Изучая особенности сознания человека и способы его выражения, культурология столкнулась с проблемой «центризма». Человек рассматривает окружающую его действительность с определенной точки, из центра, что и составляет его мировоззрение. Уже имея дело с любыми парными категориями, например правое – левое, мужчина – женщина, верх – низ, душа – тело, содержание – форма и т.д., мы невольно ставим себя на определенную сторону отношения и с этой позиции рассматриваем противоположность. Для нас особой значимостью обладает одна сторона противоположности, противоположности неравноценны. Принцип центрации пронизывает все области духовной культуры. В философии это рациоцентризм (рационализм) или сенсуализм (сенсоцентризм), материализм (материоцентризм) или идеализм (идеоцентризм) и др. оппозиции. В культуре – противоположности консерватизма и прогрессизма, традиционализма или футуризма и т.д. Т.е., в любом случае, для нас одна сторона противоположности «лучше», «ценнее», «важнее». Уязвимость такого положения очевидна. Ведь мы не можем избавиться от левого в угоду правому, от верха ради торжества низа, от тела в пользу духа. Но ничего не изменится, если мы свою точку зрения поменяем на противоположную, перевернем отношение. Первым, кто в семиотике поставил эту проблему, был Жак Деррида. Он попытался уничтожить саму идею первичности, стереть черту, разделяющую оппозиции. Он считал, что идея оппозитивного различия должна уступить место идее различения, «инаковости» сосуществования множества смысловых инстанций. Оставляя друг на друге следы своего взаимодействия, эти инстанции, «инаковости» уничтожают само понятие о центре. Но вся культура европейского Нового времени построена по принципу «центризма». Какой облик может приять новая культура, лишенная центрации, оппозиций? На этот вопрос попыталась ответить Ю. Кристева, член группы «Тель Кель», проведя разграничение двух понятий: «гено-текст» и «фено-текст».

Фено-текст – это готовый организованный семиотический продукт, обладающий устойчивым смыслом. Этот текст образуют фразы естественного языка. Они предназначены для непосредственного воздействия на партнера по коммуникации. Но за этим текстом должен скрываться другой, гено-текст.

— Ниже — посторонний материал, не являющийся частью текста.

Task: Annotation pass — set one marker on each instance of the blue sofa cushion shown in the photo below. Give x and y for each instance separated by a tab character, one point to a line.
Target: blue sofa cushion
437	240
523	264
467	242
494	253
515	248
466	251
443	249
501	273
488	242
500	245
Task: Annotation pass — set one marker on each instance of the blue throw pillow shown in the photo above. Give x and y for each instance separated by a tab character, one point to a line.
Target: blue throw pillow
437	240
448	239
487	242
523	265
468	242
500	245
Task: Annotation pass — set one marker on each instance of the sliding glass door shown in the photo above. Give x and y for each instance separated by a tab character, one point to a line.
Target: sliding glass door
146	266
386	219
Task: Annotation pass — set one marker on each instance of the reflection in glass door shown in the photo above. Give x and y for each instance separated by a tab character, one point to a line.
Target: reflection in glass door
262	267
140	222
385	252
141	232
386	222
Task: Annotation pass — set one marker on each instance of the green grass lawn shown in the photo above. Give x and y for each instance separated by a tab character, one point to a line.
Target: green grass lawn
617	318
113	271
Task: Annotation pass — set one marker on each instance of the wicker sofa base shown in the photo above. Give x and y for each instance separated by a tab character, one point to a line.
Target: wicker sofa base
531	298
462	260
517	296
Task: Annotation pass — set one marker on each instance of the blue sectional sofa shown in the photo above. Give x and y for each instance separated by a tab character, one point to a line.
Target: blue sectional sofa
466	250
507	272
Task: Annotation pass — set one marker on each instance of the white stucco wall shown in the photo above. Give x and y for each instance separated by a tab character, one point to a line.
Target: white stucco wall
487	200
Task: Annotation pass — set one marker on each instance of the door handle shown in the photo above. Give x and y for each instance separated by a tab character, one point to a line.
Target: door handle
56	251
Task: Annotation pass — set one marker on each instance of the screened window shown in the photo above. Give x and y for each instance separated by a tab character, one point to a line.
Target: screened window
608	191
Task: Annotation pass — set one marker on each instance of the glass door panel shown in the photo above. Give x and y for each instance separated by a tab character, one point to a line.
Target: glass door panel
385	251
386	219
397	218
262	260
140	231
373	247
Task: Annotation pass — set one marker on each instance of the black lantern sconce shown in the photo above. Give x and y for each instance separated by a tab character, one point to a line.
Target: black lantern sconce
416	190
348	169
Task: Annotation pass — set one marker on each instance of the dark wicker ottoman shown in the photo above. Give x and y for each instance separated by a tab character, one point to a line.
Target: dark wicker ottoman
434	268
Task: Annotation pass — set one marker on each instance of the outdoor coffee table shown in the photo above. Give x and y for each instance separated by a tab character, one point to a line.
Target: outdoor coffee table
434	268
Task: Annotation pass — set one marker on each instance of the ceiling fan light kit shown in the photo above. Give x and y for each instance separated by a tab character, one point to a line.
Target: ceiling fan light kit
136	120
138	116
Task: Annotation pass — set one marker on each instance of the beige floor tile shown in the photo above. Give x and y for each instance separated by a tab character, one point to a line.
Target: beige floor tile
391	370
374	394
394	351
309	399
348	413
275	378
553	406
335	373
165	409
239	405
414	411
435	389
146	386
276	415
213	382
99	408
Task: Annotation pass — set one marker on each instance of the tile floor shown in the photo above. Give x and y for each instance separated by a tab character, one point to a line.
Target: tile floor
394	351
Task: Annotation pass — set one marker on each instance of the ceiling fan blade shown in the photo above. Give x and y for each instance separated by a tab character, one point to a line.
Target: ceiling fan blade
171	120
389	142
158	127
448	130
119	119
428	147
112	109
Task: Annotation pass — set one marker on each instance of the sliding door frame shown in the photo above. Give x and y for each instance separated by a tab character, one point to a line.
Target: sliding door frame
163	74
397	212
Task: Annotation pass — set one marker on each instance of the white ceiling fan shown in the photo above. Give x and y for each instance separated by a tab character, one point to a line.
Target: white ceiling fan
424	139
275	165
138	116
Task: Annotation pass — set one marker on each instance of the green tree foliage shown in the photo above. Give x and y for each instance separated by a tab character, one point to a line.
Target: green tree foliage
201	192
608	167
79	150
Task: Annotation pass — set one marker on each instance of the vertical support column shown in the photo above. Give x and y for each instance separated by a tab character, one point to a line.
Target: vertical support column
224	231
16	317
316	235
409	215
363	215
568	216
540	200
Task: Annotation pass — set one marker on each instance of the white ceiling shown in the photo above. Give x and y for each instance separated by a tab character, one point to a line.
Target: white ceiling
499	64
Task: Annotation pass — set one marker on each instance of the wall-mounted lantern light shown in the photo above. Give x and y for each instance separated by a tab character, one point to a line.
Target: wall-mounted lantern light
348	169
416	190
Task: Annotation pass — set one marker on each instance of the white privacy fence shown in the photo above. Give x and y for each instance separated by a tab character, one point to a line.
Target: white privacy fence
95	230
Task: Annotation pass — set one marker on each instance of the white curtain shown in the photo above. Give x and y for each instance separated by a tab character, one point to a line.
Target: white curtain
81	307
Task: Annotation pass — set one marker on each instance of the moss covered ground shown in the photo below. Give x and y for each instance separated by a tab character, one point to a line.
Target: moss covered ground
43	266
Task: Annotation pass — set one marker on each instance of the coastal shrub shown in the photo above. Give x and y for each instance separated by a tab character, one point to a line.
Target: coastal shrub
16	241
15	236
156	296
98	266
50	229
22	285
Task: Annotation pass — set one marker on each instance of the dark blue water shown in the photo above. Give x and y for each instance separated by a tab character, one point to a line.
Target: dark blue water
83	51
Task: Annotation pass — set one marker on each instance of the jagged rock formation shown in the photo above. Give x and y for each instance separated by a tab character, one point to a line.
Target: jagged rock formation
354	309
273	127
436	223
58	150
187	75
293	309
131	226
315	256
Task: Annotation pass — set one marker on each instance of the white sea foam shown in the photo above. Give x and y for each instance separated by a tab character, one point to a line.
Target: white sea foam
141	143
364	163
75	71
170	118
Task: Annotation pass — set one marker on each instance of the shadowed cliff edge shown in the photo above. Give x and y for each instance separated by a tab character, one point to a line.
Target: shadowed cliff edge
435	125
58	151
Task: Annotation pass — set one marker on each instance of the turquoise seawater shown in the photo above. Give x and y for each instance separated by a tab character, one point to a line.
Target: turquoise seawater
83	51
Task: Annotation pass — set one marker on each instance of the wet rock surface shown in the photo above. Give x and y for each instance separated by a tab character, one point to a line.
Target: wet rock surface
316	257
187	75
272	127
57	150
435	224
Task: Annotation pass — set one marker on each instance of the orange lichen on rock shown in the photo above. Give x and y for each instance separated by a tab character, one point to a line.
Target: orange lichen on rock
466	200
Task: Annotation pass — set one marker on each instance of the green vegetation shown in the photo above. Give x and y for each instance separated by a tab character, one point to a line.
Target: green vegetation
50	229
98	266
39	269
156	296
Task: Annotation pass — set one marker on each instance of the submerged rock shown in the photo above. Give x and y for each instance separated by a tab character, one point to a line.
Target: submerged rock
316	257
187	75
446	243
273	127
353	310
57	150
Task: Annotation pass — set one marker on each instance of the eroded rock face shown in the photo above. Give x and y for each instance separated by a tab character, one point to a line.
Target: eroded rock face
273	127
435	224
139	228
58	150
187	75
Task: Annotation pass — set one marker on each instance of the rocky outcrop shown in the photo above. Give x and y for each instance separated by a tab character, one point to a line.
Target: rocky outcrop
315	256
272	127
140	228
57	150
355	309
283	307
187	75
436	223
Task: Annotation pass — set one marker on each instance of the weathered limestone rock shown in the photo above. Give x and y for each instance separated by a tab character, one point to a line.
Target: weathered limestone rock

Гено-текст образуют различенные смыслы, значения, где нет центра и периферии, нет субъективности, нет коммуникативного задания. Это неструктурированная смысловая множественность, обретающая структурную упорядоченность лишь на уровне фено-текста, это культурный своеобразный продукт, обнаруживающийся лишь на уровне фено-текста. Аналогами этих двух текстов выступают у Барта понятия «произведение» и «текст». Непосредственно человеку дается произведение, но оно будет ему непонятно без текстового анализа, на уровне которого и выявляется весь контекст культуры. Каждый текст сплетен из многочисленных культурных кодов, в существовании которых даже сам автор не отдает себе отчета. Культурный код – это «перспектива множества цитаций, мираж сотканный из множества структур; единицы образуемые этим кодом, суть не что иное как отголоски чего-то, что уже было читано, видено, сделано, пережито: код является следом этого «уже». Отсылая к уже написанному ( к книге культуры, жизни, жизни как культуры), он превращает текст в каталог этой Книги». Текст оказывается памятью культуры, но и воспоминанием о ее будущем. Текст – это пространство, лишенное центра, оно не структурированно, не имеет начала и конца, прошлого и будущего. Текст – это интертекст, то, что за ним скрывается, т.е. вся культура, прошлая и будущая. Переплетение кодов Р. Барт обозначил термином «письмо». Но если раньше он понимал его как переплетение социолектов, то теперь мыслит его как «чтение», погружение в текст-письмо. Процедура «чтения», которую требует «текст», должна отличаться от критической интерпретации, «критики», « критическое «письмо») которую предполагает «произведение».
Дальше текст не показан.